Personally, I had assumed that once a work was performed/published it was out in the public domain then it was up for grabs, but not for free. You must still pay the appropriate royalty to the appropriate person for having played/recorded their work; that’s what it’s all about.
This came up in a previous discussion re an Irish Dance school, that was mounting a display with an entrance fee, to recorded music, ie cds of known performers; when approached they denied all knowledge of/liability for royalties to the performers whose work they had used and charged an admission fee to hear ! They also didn’t credit any of the recorded artists.

Re: Air, copywrighted or public domain?

I’m also reminded of friends of mine, who have a folk-singing trio, and approached Richard Thompson to ask if they could put one of his lesser-heard songs on their limited edition cd, as it always provoked a very large and favourable reaction wherever they performed it. He was quite magnanimous about it, and pleased it got such a good response everywhere.
And Hans Fried, as mentioned above, was the mainstay behind the counters at Colletts record store in London for many years - good to know his encyclopaedic knowledge is still being put to good use.

Re: Air, copywrighted or public domain?

Hi - I’d agree the MCPS route is worth a try as it’s a lot easier.

For our last DVD it was way more complex as we were using poetry and also various educational methods which were themselves copyright - and we were showing other people performing songs based on these techniques as part of a larger project - it wasn’t as clear-cut as simply performing a piece of music. While it’s more difficult it was certainly cheaper (no-one charged us, in fact!).

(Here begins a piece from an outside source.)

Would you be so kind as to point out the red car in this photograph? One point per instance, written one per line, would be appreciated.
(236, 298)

Re: Air, copywrighted or public domain?

I think it would be best if I stuck with the first way, even though it’s the longer and harder route. I’ll look more into the MCPS, but money isn’t something I have much of right now. I might just write an air and play some of my other tunes and some of the many actual trad tunes.

Re: Air, copywrighted or public domain?

OK. On my CD I had my version of a song that Fellside had already released on another CD, the tune "Barrowburn Reel" written by Addie Harper and the tune "The Snowy Path" written by Mark Kelly of Altan. I also had two tunes that I thought were free of copyright at the time (The Butterfly and City of Savannah) but which I now have doubts about. I’m not even sure about The Hesleyside Reel either. But I sent all the particulars to MCPS and trusted to their scholarship in the matter. I agreed to make 100 copies and that I would sell them for no more than £7.99 per copy. For all this I paid just over £12 for the licence from MCPS. You may find it costs you next to nothing for one or two non-trad tracks. It’s worth asking!